Measure your practical AI literacy
Knowing which AI tool to reach for, writing prompts that work the first time, automating repetitive work, and spotting when a model is wrong are the skills that separate people who get real leverage from AI from people who just chat with it. This 25-question self-assessment scores you across those four pillars and turns your weakest areas into a concrete improvement plan.
How it works
You rate 25 statements on how true they are of your current habits, grouped into four areas: prompt writing, tool selection, workflow automation, and critical evaluation. Each answer scores 0 to 4. The tool averages each area, weights them equally, and scales to a 0–100 overall score with a level band from Beginner to Expert. It then identifies your two lowest-scoring areas and generates a targeted plan with specific next steps.
What each pillar measures
Prompt writing
Prompt writing is the skill of translating what you want into instructions a model can follow. It covers whether you provide context the model needs (role, goal, format, constraints), whether you iterate when the output misses, whether you know when to break a complex task into sub-prompts, and whether you use techniques like examples, role assignment, and step-by-step reasoning when they help. Most people who use AI regularly have intermediate prompt skills; the gap between intermediate and strong is usually knowing when and how to decompose hard tasks.
Tool selection
AI tool selection is knowing which tool to use for which job, and when not to use AI at all. This covers whether you know the real differences between the main models and tools, whether you choose based on the task rather than habit, whether you are aware of when AI output needs verification versus when it can be trusted, and whether you track new tools that might be better for tasks you do regularly.
Workflow automation
Workflow automation is where AI moves from answering one-off questions to saving real time at scale.
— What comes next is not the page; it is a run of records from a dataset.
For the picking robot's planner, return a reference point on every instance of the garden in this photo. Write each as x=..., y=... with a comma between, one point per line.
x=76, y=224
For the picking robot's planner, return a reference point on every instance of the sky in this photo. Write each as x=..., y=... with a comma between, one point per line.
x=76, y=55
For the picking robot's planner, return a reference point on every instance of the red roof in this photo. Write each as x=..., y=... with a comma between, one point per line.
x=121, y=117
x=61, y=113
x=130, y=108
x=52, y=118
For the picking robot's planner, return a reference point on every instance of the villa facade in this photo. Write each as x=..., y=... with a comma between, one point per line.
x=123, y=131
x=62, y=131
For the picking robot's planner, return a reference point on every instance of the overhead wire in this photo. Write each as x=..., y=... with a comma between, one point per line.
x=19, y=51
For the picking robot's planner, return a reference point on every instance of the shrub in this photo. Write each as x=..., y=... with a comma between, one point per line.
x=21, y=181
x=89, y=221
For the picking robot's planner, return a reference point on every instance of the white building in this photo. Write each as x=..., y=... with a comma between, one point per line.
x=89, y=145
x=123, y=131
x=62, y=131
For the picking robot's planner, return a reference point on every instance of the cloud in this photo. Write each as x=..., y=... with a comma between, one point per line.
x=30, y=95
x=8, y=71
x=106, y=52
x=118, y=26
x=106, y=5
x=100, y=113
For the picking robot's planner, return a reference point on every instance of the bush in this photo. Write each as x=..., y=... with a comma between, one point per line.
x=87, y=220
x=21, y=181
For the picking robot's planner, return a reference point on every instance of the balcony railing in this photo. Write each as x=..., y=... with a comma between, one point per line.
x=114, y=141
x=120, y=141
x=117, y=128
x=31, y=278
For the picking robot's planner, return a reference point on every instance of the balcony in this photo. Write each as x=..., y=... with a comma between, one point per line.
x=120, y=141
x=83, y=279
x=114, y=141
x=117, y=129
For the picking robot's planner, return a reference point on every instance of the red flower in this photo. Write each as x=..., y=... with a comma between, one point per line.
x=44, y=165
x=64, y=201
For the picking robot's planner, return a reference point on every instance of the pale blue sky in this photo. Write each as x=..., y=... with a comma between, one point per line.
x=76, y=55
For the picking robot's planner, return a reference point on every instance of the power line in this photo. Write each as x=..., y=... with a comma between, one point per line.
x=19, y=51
This pillar measures whether you have identified and automated your most repetitive AI use cases, whether you pipe outputs from one tool to the next, whether you use APIs or integration tools rather than always going through a chat interface, and whether you have documented the workflows that work so you can repeat them reliably.
Critical evaluation
Critical evaluation is the skill that prevents AI from making you less accurate than you were before. It measures whether you verify AI-generated facts before using them, whether you recognise the linguistic signals of low-confidence output, whether you know the specific domains where models hallucinate most (dates, citations, statistics, code edge cases), and whether you have a consistent habit of checking outputs before acting on them.
The four score bands
| Score | Band | What it typically means |
|---|---|---|
| 0 – 30 | Beginner | Using AI occasionally, mostly for chat and simple questions |
| 31 – 55 | Developing | Regular AI user with some prompting skill; limited automation |
| 56 – 75 | Proficient | Consistent AI workflows; aware of limitations and verification |
| 76 – 100 | Expert | Advanced prompt engineering, integrated automation, strong critical habits |
Tips for an honest, useful result
- Rate your actual habits, not your aspirations. The plan is only useful if the weak areas it finds are real.
- Focus on the breakdown, not the headline number. A 70 with one very weak pillar is a clearer signal than the average alone.
- Act on the two-area plan first. Spreading effort across all four pillars at once dilutes progress; fix the weakest two, then retake.
- Retake quarterly to confirm your AI habits are genuinely improving over time.